Best friends Chloe Kovelesky and Kayla Bryant live down the street from each other, they practice and play golf together and they are both headed to Augusta National Golf Club.
Kovelesky, 10, and Bryant, 9, are competing next Sunday in the finals of the Drive, Chip & Putt Championship, which kicks off the Masters Tournament at the storied golf course.
That two youngsters at Boca Woods Country Club are among the 80 golfers ages 7-15 from 30 states and Canada to make it to the finals of the prestigious event is remarkable.
But the two friends are just happy that they both get to take part in the competition, which awards points based on the length of a player’s best drive and the total distance from the hole of two chips and two putts. The dramatic setting of the finals, which will be televised from 8 a.m. to 1 p.m. on Golf Channel, will not distract them.
“I don’t worry,” said Kovelesky, who is competing in the Girls 10-11 division. “I never get nervous no matter what. Even if I’m under pressure, they’re going to be proud of you because you know what? You tried your best and you tried your hardest. Never get nervous, because it’ll only make it worse.”
“I usually never get nervous,” said Bryant, who is competing in the Girls 7-9 division. “I just do what I usually do. I stick to my routine and I just try my best. And like Chloe said, they’re going to be proud of you no matter what because you tried your best.”
Both girls, who said they hope to meet Augusta National member and former Secretary of State Condoleezza Rice — “I really like how positive she is and I think that she’s a really good influence because she’s changed stuff,” said Kovelesky — qualified locally at Osprey Point in Boca and advanced to the finals from the regional at TPC Sawgrass in Ponte Vedra Beach. It will be the first time they and their parents have been to Augusta National.

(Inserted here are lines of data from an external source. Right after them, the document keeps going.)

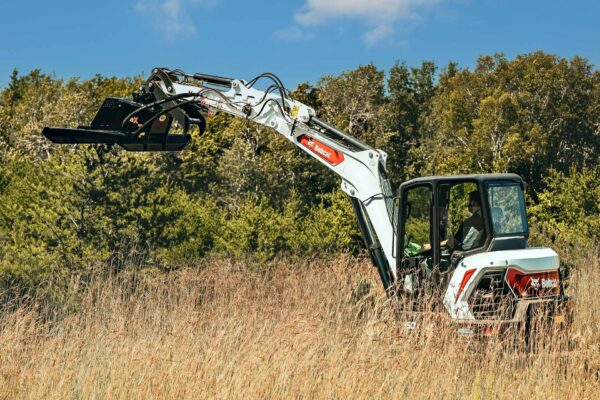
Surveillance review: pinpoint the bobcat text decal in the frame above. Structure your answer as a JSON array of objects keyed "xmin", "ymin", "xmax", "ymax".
[{"xmin": 298, "ymin": 135, "xmax": 344, "ymax": 165}]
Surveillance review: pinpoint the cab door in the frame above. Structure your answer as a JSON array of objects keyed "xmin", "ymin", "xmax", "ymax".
[{"xmin": 398, "ymin": 184, "xmax": 434, "ymax": 273}]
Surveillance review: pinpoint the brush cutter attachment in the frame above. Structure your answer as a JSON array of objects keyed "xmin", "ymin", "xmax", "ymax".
[{"xmin": 42, "ymin": 79, "xmax": 206, "ymax": 151}]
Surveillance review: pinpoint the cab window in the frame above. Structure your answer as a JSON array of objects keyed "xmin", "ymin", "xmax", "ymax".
[
  {"xmin": 487, "ymin": 183, "xmax": 527, "ymax": 235},
  {"xmin": 403, "ymin": 186, "xmax": 432, "ymax": 257},
  {"xmin": 439, "ymin": 182, "xmax": 487, "ymax": 255}
]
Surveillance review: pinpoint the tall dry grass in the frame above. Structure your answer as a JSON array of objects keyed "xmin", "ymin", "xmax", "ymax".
[{"xmin": 0, "ymin": 249, "xmax": 600, "ymax": 399}]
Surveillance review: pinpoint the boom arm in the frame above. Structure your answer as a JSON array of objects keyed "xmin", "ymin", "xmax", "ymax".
[{"xmin": 44, "ymin": 68, "xmax": 396, "ymax": 290}]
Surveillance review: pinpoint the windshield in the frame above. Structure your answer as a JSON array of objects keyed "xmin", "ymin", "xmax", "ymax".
[{"xmin": 487, "ymin": 182, "xmax": 527, "ymax": 235}]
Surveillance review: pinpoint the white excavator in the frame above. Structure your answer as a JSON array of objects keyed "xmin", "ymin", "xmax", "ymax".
[{"xmin": 43, "ymin": 68, "xmax": 568, "ymax": 333}]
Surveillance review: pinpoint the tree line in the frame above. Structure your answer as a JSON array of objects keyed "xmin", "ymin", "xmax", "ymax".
[{"xmin": 0, "ymin": 52, "xmax": 600, "ymax": 291}]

“And we get to experience it together,” Bryant and Kovelesky said in unison.
“We’ve heard that the greens are really fast,” Bryant said.

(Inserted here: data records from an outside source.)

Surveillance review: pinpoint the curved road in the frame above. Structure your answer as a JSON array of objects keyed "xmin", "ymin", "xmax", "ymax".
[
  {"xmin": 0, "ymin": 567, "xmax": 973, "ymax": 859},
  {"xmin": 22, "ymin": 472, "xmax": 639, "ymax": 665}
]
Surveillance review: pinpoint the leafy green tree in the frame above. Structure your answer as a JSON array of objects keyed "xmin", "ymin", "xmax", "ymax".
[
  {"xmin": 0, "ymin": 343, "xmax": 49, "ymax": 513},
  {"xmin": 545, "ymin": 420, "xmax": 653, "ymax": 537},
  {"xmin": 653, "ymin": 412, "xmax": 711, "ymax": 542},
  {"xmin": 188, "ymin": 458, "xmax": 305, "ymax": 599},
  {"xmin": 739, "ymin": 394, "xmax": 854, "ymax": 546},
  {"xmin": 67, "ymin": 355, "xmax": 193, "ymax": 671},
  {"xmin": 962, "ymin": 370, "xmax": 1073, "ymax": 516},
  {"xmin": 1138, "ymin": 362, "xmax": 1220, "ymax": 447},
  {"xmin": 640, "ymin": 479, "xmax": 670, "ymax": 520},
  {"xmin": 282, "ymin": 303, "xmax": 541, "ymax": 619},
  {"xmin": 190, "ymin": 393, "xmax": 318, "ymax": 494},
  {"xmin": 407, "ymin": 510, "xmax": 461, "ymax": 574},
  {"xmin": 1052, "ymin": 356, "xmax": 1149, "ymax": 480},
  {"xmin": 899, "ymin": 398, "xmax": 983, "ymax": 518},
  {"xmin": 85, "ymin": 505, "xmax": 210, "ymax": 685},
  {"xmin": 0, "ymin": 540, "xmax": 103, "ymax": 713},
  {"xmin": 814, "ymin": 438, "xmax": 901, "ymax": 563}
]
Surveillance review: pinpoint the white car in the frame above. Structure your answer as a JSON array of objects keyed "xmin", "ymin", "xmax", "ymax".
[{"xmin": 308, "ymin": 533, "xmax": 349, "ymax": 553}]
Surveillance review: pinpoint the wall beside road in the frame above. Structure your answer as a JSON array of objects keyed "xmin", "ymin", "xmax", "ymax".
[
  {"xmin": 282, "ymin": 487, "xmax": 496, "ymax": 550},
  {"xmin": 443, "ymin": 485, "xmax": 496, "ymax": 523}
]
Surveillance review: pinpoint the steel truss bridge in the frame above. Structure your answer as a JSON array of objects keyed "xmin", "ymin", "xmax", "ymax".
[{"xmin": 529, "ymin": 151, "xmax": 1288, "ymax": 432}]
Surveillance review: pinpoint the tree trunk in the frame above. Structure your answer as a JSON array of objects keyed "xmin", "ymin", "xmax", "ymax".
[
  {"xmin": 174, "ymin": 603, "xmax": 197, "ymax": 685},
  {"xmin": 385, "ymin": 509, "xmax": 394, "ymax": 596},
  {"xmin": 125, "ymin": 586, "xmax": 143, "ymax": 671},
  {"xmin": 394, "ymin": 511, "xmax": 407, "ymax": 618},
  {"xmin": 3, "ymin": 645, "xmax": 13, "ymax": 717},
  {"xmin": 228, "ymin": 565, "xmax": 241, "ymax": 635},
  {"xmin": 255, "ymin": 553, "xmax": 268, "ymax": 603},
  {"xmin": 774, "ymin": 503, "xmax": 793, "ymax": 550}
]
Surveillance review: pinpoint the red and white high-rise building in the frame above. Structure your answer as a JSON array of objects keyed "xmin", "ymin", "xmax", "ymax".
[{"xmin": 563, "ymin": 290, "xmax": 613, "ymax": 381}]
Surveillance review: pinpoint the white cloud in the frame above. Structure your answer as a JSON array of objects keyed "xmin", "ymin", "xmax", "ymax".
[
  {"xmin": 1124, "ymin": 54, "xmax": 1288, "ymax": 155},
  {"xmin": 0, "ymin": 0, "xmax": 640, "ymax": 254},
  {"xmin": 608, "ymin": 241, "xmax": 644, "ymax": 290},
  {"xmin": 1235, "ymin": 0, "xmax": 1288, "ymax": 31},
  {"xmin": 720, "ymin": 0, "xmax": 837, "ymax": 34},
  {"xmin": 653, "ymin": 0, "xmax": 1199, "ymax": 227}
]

“And I love it! I love fast greens!” Kovelesky said.
“Me, too,” Bryant said. “I do not like slow greens.”
Bryant was first in all three categories at TPC Sawgrass, but said she is probably best at putting. The third-grader, who first picked up a putter when she was 2, said she hits her drives 145-150 yards. Bryant, who has never had a lesson but has learned a lot from Kovelesky, said a good score for her from the ladies’ red tees at the two courses at Boca Woods is 79 or 80.

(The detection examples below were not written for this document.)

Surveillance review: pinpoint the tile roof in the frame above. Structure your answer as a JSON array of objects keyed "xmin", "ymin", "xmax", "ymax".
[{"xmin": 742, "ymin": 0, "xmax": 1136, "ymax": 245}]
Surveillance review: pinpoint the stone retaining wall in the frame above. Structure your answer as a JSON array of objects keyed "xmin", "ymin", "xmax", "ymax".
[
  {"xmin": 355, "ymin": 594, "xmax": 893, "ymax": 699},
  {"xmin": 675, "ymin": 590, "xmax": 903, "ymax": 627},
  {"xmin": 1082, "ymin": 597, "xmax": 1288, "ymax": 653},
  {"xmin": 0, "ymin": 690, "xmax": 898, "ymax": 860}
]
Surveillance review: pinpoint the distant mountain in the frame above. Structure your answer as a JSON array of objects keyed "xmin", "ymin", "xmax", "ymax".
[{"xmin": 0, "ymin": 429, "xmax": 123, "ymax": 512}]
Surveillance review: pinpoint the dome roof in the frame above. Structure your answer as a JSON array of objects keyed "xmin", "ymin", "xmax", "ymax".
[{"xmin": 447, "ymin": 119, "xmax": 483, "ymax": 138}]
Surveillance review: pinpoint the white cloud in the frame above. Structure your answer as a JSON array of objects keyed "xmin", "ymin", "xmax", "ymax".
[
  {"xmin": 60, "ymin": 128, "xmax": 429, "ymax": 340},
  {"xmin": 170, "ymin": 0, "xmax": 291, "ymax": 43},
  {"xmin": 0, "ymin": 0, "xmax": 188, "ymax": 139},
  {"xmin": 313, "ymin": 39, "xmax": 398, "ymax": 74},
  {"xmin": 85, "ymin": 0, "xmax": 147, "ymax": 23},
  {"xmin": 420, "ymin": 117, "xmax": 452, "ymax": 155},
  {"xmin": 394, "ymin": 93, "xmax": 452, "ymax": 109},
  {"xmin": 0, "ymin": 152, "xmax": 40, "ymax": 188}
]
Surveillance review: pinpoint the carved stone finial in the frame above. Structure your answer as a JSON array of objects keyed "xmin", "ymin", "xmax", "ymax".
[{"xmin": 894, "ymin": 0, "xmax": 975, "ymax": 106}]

Kovelesky, whose parents, Tina and Rich, said she started playing golf with a plastic putter when she was 9 months old, averages 210 yards with her driver and can shoot 77 from the men’s white tees at her home courses.
She has a long list of tournament victories, including two U.S. Kids Golf world championships at Pinehurst in North Carolina and an IMG Academy Junior Worlds in San Diego. A little over a week ago she shot 81-79 to win the overall girl’s title by five shots in a South Florida PGA Challenge Tour event in Vero Beach that had players ages 13 to 18.
“Chloe works so hard at it every day, seven days a week,” said Brian Symonds of Winston Trails Golf Club in Lake Worth, who has taught Kovelesky for almost six years. “I’ve been very fortunate to have quite a few of these kids who turned out to be great players, but she has the potential to be one of the best ever: Because of her golf swing, because of her work ethic and because of her personality, how things just roll off her.
“You’re looking at a very special kid.”
Kovelesky’s parents don’t play golf, but Rich does help her, reminding her last week on the range to pause at the top of her backswing before she launches a drive.
Both of Bryant’s parents are recreational golfers. Her mother, Lisa, said they moved to Boca Woods nearly four years ago so their 5-year-old daughter could spend more time on her golf game. Kayla and Chloe, then 6, instantly became friends.
“They usually play together almost every Saturday and Sunday if they’re not in tournaments. Pushing their carts 18 holes,” Lisa Bryant said. “I think them wanting to make it together is what drove them both to making it to Augusta.”